The Crimson Flame, a 15.04ct Burmese ruby, sold for US$18 million, or US$1.2 million per carat. The SSEF (Swiss Gemmological Institute) states that this unheated ruby is “pigeon blood red”, the most sought-after category for this gemstone. The report adds: “The ruby shows an impressive size and weight, combined with a vivid red colour and an attractive cutting style.” These factors were recognised by bidders, who drove the final sale price well above the pre-sale estimate of US$10-15 million.
The previous record for a ruby was set in November 2014 at Sotheby’s in Geneva when the 8.62ct Graff ruby from the sale of the collection of Greek financier Dimitri Mavrommatis fetched US$8.6 million, or just under US$1 million per carat.

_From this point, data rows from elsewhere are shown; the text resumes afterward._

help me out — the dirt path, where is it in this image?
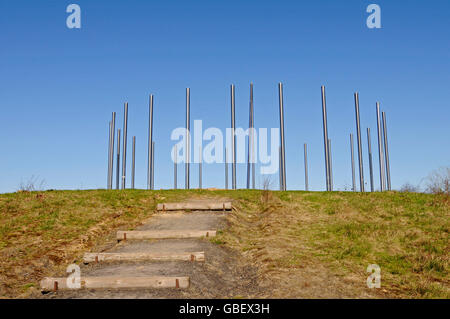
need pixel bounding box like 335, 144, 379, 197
41, 201, 263, 299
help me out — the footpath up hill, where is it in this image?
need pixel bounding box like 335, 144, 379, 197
0, 189, 448, 298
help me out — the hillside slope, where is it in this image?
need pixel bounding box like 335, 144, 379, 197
0, 189, 448, 298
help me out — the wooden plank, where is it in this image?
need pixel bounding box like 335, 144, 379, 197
156, 202, 232, 211
116, 230, 216, 241
83, 251, 205, 263
40, 276, 189, 291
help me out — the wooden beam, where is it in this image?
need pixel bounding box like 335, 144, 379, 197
116, 230, 216, 241
40, 276, 190, 291
83, 251, 205, 263
156, 202, 232, 211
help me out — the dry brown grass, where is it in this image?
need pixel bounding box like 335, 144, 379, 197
0, 189, 448, 299
0, 189, 191, 298
214, 190, 449, 298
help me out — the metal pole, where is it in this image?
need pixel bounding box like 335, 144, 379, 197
367, 128, 374, 192
110, 112, 116, 189
279, 146, 282, 191
174, 144, 177, 190
354, 93, 365, 192
250, 85, 255, 189
328, 139, 333, 191
251, 133, 256, 190
151, 141, 155, 190
278, 83, 286, 191
250, 83, 256, 189
147, 95, 154, 190
376, 102, 386, 191
131, 136, 136, 189
116, 129, 121, 190
231, 84, 236, 190
107, 121, 112, 189
350, 133, 356, 192
304, 143, 309, 191
199, 146, 202, 189
321, 86, 330, 191
225, 147, 228, 190
121, 102, 128, 189
186, 88, 190, 189
382, 112, 391, 191
246, 83, 253, 189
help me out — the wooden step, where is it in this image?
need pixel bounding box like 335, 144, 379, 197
156, 202, 232, 211
83, 251, 205, 263
117, 230, 216, 241
40, 276, 190, 291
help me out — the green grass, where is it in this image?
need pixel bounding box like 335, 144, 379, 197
213, 190, 449, 298
0, 188, 448, 298
0, 189, 193, 297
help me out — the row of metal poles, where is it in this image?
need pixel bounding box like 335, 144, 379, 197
107, 84, 390, 192
106, 102, 154, 190
227, 83, 262, 190
106, 83, 279, 191
320, 87, 391, 192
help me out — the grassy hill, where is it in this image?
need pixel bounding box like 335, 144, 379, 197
0, 189, 448, 298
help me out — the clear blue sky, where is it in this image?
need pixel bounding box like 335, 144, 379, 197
0, 0, 449, 193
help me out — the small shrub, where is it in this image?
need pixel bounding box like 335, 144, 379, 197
260, 177, 273, 206
425, 167, 449, 195
18, 175, 46, 192
400, 183, 420, 193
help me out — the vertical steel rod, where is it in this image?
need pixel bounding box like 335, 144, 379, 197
382, 112, 391, 191
354, 93, 365, 192
367, 128, 374, 192
225, 147, 228, 190
121, 102, 128, 189
251, 137, 256, 190
131, 136, 136, 189
147, 95, 154, 190
199, 146, 202, 189
231, 84, 236, 190
328, 139, 333, 191
174, 144, 177, 190
279, 146, 282, 191
246, 83, 253, 189
110, 112, 116, 189
251, 85, 255, 189
304, 143, 309, 191
151, 141, 155, 190
376, 102, 386, 191
107, 121, 112, 189
116, 129, 121, 190
278, 83, 286, 191
350, 133, 356, 192
186, 88, 190, 189
321, 86, 330, 191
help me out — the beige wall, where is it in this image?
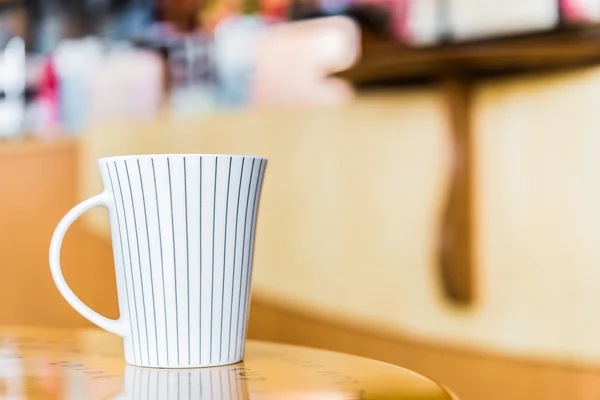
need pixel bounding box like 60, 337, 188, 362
78, 66, 600, 366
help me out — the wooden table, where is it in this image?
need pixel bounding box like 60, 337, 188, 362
0, 327, 457, 399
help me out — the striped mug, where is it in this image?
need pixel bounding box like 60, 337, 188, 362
49, 154, 267, 368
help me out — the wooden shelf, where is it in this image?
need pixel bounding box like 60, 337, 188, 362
339, 26, 600, 86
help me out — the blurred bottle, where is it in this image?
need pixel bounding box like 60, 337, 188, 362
213, 15, 266, 109
27, 56, 62, 139
168, 33, 217, 116
54, 37, 103, 134
25, 0, 70, 54
131, 20, 215, 116
0, 37, 26, 139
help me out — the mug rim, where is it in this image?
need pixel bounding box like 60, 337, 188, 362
98, 154, 267, 163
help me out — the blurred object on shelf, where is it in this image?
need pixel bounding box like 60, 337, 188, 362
261, 0, 289, 22
350, 0, 443, 46
27, 56, 61, 139
54, 37, 103, 135
308, 0, 600, 48
155, 0, 202, 31
446, 0, 559, 41
0, 36, 26, 139
88, 47, 164, 124
214, 15, 266, 108
560, 0, 600, 24
25, 0, 70, 54
24, 0, 155, 53
132, 21, 217, 114
168, 33, 217, 116
252, 16, 360, 106
102, 0, 154, 41
52, 35, 163, 135
199, 0, 266, 31
319, 0, 353, 14
201, 0, 242, 32
289, 0, 395, 40
130, 20, 184, 54
28, 0, 600, 124
397, 0, 444, 46
0, 1, 26, 41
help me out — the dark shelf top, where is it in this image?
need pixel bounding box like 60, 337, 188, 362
337, 26, 600, 87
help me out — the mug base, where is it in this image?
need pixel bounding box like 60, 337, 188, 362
124, 358, 244, 369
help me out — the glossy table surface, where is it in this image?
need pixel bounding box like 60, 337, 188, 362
0, 327, 457, 399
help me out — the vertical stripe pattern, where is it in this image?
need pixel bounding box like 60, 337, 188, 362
101, 155, 266, 368
124, 365, 250, 399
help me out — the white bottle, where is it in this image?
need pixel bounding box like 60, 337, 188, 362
0, 37, 25, 139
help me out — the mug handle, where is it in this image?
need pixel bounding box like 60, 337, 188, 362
49, 193, 126, 337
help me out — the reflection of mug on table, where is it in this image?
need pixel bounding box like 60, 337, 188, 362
50, 154, 267, 368
113, 364, 249, 400
0, 347, 23, 398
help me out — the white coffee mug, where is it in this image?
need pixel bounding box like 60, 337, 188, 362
50, 154, 267, 368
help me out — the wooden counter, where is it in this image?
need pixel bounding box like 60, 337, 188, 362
0, 138, 118, 327
78, 65, 600, 369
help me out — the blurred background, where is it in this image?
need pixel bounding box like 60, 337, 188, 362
4, 0, 600, 399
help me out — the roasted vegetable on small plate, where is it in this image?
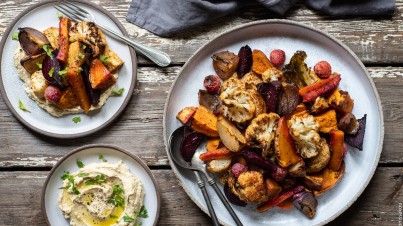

The success of this ruby sale prompted Vickie Sek, deputy chairman Asia and director of Christie’s Asia jewellery department, to comment: “It’s the year of the ruby at Christie’s Hong Kong. Following the record-breaking sale of a ruby necklace in June, the Crimson Flame has established a world auction record per carat of US$1.2 million. Totalling US$97 million, this sale brings our Hong Kong jewellery auctions total up to US$215 million - the highest annual result ever achieved for the category in Asia.”
Coloured gemstones are soaring in value, but not yet achieving the prices of coloured diamonds. The most valuable diamond ever sold is the 29.62ct Blue Moon diamond that achieved US$48.5 million - or US$4.02 million per carat - at Sotheby’s in Geneva in November 2015.
So it seems that the hunger for only the very best coloured gemstones and diamonds continues to grow.